LAGOS, Nigeria (AP) — Shaking a finger while cradling an assault rifle, the bearded leader of Nigeria's extremist Islamic sect threatens to burn down more schools and kill teachers. But he denies his fighters are killing children.
In a new video released Saturday, Islamic radical Abubakar Shekau said he "fully supports" attacks on several schools in northeastern Nigeria in recent weeks.
The United Nations Children's Fund says at least 48 students and seven teachers have been killed since June, with some burned alive in a dormitory this month.
"We support the work they did at the school, at Mamudo and Damaturu, and other attacks on other schools," said Shekau, who wore military fatigues in the video. "We are going to burn down the schools, if they are not Islamic religious schools for Allah."
But Shekau insisted his fighters do not kill children.
"We don't touch small children, we only burn the schools," he says. "Our religion does not permit us to touch small children and women, we don't kill children."
He said his fighters would, however, attack teachers. "School teachers who are teaching Western education?

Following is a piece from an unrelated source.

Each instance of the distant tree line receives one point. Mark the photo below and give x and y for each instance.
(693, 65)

We will kill them! We will kill them!" he warns, wagging his finger.
Shekau is the leader of the extremist group Boko Haram, whose name means "Western education is forbidden" in the Hausa language. There are also splinter groups, so it was not clear if he was trying to distance his group from assaults in which children have been killed.

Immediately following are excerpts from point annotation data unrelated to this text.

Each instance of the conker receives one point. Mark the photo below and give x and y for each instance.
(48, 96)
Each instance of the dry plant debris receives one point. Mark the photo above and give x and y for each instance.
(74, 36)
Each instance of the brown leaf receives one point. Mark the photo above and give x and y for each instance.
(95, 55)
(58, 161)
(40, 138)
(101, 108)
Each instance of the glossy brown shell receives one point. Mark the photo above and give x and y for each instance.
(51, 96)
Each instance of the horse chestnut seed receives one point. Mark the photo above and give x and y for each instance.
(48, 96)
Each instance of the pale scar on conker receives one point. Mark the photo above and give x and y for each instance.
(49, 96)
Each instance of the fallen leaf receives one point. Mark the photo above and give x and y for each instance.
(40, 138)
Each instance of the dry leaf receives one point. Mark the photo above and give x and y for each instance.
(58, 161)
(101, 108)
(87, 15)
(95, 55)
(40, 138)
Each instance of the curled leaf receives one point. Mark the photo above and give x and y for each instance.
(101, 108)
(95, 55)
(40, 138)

Attacks on schools have continued although thousands of troops have deployed in northeastern Nigeria to put down the Islamic extremists' violent campaign which poses the greatest threat in years to the security of Nigeria, Africa's biggest oil producer.
President Goodluck Jonathan declared a state of emergency on May 14 in the three northeastern states of Adamawa, Borno and Yobe.

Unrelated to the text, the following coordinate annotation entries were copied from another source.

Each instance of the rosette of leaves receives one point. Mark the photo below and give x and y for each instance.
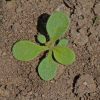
(57, 25)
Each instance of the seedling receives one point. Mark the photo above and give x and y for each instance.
(58, 52)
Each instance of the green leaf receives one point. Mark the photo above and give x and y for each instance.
(41, 38)
(47, 68)
(64, 55)
(25, 50)
(63, 42)
(57, 25)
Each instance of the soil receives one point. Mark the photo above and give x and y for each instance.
(79, 81)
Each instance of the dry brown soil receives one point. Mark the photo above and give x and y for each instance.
(79, 81)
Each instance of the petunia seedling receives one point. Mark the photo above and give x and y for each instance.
(58, 52)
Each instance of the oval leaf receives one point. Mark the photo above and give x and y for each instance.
(41, 38)
(57, 25)
(25, 50)
(64, 55)
(47, 68)
(63, 42)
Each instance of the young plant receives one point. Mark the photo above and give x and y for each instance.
(58, 52)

In northwestern Nigeria this week, security forces said they engaged in a five-hour gunbattle against a group of Boko Haram fighters in Sokoto. The city is home to the Sultan of Sokoto, the pre-eminent leader of Nigeria's tens of millions of Muslims, who preaches against extremism and who has condemned Boko Haram.
Police said they recovered a weapons cache including assault rifles, grenades, rocket launchers and homemade bombs.
There has been no attack on Sokoto since July 30 last year, when suicide bombers in cars laden with explosives simultaneously attacked a police station and the regional police headquarters. The two bombers and at least three other people were killed. At the time, Boko Haram threatened to assassinate the sultan.
Recently, the extremists have started targeting civilians, especially government workers, Christian pastors, school teachers and their students.
In the video, received by The Associated Press through intermediaries, Shekau also denied he is negotiating a peace agreement with the Nigerian government.
"We will not enter into any agreement with non-believers or the Nigerian government," he said, speaking in his native Hausa.
"The Quran teaches that we must shun democracy, we must shun Western education, we must shun the constitution," Shekau said in the 15-minute video.
At the end, he speaks in English to denounce the West, accusing it of trying to destroy Islam and working "to tactically make the Quran insignificant and unimportant."